Oxygen saturation remained at 98% to 100% throughout the TEE. No mural thrombus was seen on TEE, so the cardiologist elected to proceed with direct current cardioversion. Oxygen saturation remained at 100%. The cardioversion resulted in profound sinus bradycardia, which progressed to asystole. Intravenous atropine was administered and preparations were made to begin chest compressions, but the rhythm returned to sinus tachycardia. The first pulse oximetry reading after return of spontaneous circulation was 97%, which increased to and remained at 100%. The patient woke up almost immediately and was alert and oriented and remained in sinus rhythm, so was admitted to the cardiac unit for overnight rhythm monitoring and discharged to home the next morning.

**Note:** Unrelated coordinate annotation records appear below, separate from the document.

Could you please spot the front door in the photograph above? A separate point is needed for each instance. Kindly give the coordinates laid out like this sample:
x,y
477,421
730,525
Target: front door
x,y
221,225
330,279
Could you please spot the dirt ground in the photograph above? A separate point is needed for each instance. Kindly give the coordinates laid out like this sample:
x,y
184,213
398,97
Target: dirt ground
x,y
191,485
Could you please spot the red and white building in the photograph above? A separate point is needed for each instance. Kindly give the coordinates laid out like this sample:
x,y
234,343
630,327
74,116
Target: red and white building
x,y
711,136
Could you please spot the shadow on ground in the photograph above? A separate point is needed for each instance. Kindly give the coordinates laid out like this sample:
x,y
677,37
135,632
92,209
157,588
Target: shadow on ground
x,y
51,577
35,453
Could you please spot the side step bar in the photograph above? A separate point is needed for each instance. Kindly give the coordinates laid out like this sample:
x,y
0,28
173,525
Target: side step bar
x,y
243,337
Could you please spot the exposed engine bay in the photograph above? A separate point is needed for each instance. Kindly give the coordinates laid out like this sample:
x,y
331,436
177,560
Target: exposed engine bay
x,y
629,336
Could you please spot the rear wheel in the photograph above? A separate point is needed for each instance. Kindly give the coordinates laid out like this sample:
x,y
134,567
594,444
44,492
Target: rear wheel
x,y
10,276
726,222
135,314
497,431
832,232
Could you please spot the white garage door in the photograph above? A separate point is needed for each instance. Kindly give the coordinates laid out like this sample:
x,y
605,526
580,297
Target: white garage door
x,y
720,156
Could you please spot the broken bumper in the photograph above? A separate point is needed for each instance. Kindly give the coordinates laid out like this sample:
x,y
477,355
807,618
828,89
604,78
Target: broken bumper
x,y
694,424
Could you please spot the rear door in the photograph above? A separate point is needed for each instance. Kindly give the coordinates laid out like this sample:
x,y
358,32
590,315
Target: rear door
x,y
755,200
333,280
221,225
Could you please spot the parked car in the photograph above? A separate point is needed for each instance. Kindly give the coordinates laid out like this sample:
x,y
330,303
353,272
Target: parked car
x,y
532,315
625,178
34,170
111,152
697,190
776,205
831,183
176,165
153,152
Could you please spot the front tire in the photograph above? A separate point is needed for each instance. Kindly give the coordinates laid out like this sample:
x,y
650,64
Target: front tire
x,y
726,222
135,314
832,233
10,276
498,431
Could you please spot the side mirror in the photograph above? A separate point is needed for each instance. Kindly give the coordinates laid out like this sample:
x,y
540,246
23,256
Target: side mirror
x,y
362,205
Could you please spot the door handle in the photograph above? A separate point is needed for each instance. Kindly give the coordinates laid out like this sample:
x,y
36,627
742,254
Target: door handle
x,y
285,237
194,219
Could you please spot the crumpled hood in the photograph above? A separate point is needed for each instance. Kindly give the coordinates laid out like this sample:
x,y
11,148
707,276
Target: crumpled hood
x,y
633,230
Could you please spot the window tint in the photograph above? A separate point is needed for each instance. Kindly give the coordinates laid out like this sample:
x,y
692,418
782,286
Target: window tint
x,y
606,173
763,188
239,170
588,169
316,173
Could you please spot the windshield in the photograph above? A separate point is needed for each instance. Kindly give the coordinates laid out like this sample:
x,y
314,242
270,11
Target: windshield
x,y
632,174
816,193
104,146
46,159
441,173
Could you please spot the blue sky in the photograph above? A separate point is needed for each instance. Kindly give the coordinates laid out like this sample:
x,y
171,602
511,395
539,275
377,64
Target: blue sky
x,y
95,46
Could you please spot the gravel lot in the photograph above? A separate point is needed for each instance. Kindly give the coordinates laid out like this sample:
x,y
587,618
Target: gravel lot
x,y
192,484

Capnography and hypervigilance allow rapid diagnosis of severe hypoventilation, even in a dark room with the patient facing away from us. There are now available O2 masks designed for upper endoscopy. Some provide FiO2 delivery of 0.90 to 0.95 and make the goal of effective preoxygenation prior to the start of deep sedation attainable, thus prolonging safe apneic time to allow intervention before the onset of severe hypoxia. Routine use of an endoscopy O2 mask combined with the technique of maximal preoxygenation can help us strive for a goal of zero tolerance of hypoxia during upper endoscopy.